NEW YORK (GenomeWeb) – An expert panel convened by the Familial Hypercholesterolemia Foundation has recommended that genetic testing should be the standard of care for patients who have a definite or probable diagnosis for FH based on clinical factors and family history.
The panel, comprising 30 cardiovascular, lipid, genetics, and advocacy experts led by the FH Foundation, recommended in a paper published in the Journal of the American College of Cardiology today that those with very high LDL cholesterol and a positive family history of high cholesterol or early heart attack should be evaluated for pathogenic variants in at least three genes — LDLR, APOB, and PCSK9 — though doctors may assess other genes based on a patient's specific phenotype.
According to the authors, led by Amy Sturm, director of cardiovascular genomic counseling at the Geisinger Genomic Medicine Institute, such testing would result in more patients being definitely diagnosed with FH, facilitate cascade testing of family members, allow treatments to be initiated earlier, and enable better risk stratification. The authors based their recommendations on expert opinions and reviews of the published literature on the topic.
"Diagnosing and treating FH in childhood reduces the risk of early heart disease by about 80 percent, which is why it’s so important to find families with FH and especially children who have this invisible, life-threatening genetic disorder," Sturm said in a statement. "In addition, understanding the exact genetic mutation can better inform the initiation and treatment of FH with more intense lipid-lowering therapies and ultimately improve outcomes."

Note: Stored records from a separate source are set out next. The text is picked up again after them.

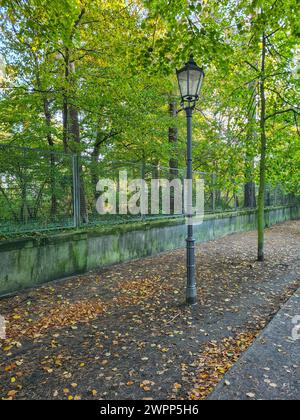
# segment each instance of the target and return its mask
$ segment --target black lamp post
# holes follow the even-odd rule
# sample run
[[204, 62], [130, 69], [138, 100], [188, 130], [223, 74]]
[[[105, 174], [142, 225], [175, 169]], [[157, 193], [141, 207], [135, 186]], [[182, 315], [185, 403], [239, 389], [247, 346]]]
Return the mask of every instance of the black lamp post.
[[[193, 181], [193, 145], [192, 145], [192, 117], [196, 103], [199, 99], [200, 89], [204, 79], [204, 71], [195, 63], [193, 56], [181, 69], [177, 70], [177, 78], [181, 93], [182, 106], [187, 116], [187, 179]], [[190, 190], [192, 190], [190, 188]], [[197, 304], [196, 262], [195, 262], [195, 239], [193, 229], [193, 194], [187, 195], [187, 304]]]

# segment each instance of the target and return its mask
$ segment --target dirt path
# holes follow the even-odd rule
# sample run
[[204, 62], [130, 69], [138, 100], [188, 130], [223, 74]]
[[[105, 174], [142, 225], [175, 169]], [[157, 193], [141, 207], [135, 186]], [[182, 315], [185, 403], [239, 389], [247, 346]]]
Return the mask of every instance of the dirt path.
[[198, 247], [200, 304], [182, 306], [185, 251], [0, 301], [0, 398], [205, 398], [300, 287], [300, 221]]

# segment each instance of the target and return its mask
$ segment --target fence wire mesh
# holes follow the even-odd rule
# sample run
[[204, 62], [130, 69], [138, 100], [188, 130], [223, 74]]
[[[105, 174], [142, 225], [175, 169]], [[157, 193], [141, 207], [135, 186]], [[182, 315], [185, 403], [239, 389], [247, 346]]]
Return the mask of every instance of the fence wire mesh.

FH is caused by a genetic defect that hinders the body's ability to remove low density lipoprotein (LDL) cholesterol from the blood. High LDL levels in the blood are more likely to result in narrowing of the arteries, which puts patients at substantially higher lifetime risk for heart disease and stroke at an early age. If gone undiagnosed and poorly managed from an early age, men with FH are at 50 percent risk of having a fatal or nonfatal coronary event by age 50 and women have a 30 percent risk of such an event by age 60.
The condition occurs in around 1 out of 220 people and the foundation estimates that there are 30 million people with FH worldwide. However, FH is significantly underdiagnosed, largely due to the wide spectrum of phenotypes caused by a range of pathogenic variants. According to the FH Foundation, more than 90 percent of patients worldwide and more than 1 million in the US remain undiagnosed.
A number of expert guidelines include genetic testing as a key diagnostic method for FH, alongside clinical information, such as high LDL-C levels, a personal or family history of cardiovascular disease, and physical examination findings. However, data from the CASCADE FH Registry suggests that in the US, only 3.9 percent of patients in the repository with a clinical diagnosis for FH have had genetic testing.
Wider use of genetic testing to identify FH patients is necessary, according to the expert panel, since cardiovascular conditions and other disease phenotypes might show up in a minority of patients, and there might be incomplete information on the prevalence of such conditions among relatives. Moreover, while patients with pathogenic FH variants generally have higher LDL-C levels, studies have shown a wide range of levels among patients.
"Because individuals with FH-associated variants may not have LDL-C levels above certain thresholds, yet have an elevated risk for CAD, genetic testing has utility in identifying those with FH who are at increased risk and who likely would not otherwise be diagnosed," Sturm and colleagues wrote in the JACC paper.
More than 2,000 unique genetic variants associated with FH have been identified to date, with around half being classified as pathogenic or likely pathogenic. More than 90 percent of pathogenic variants are in LDLR, between 5 percent and 10 percent are in APOB, and less than 1 percent are in PCSK9. Genetic testing doesn't always detect a pathogenic variant in one of these genes, and the authors noted that FH should be diagnosed clinically in the event of a negative test result.
A number of genetic testing labs now offer next-generation sequencing panels that include assessment of LDLR, APOB, and PCSK9 and cost less than $500 for patient testing. Once a pathogenic variant in known, testing at-risk family members for the same variant is less expensive. "Larger, more inclusive lipid disorder NGS panels are also available that provide evaluation of not only the main FH genes but also the genes causing conditions with phenotypic overlap," Sturm and colleagues wrote.
"In this era of precision medicine, genetic testing is an important tool to identify people at high risk for FH and guide the management of their LDL cholesterol to reduce long-term morbidity and mortality from early and aggressive CAD," Daniel Rader, chair of the department of genetics at the University of Pennsylvania and a co-author of the paper, said in a statement. "Physicians should entertain the diagnosis of FH in their patients who have a family history of early heart disease and/or high LDL cholesterol, and consider offering a genetic test in those who may have FH."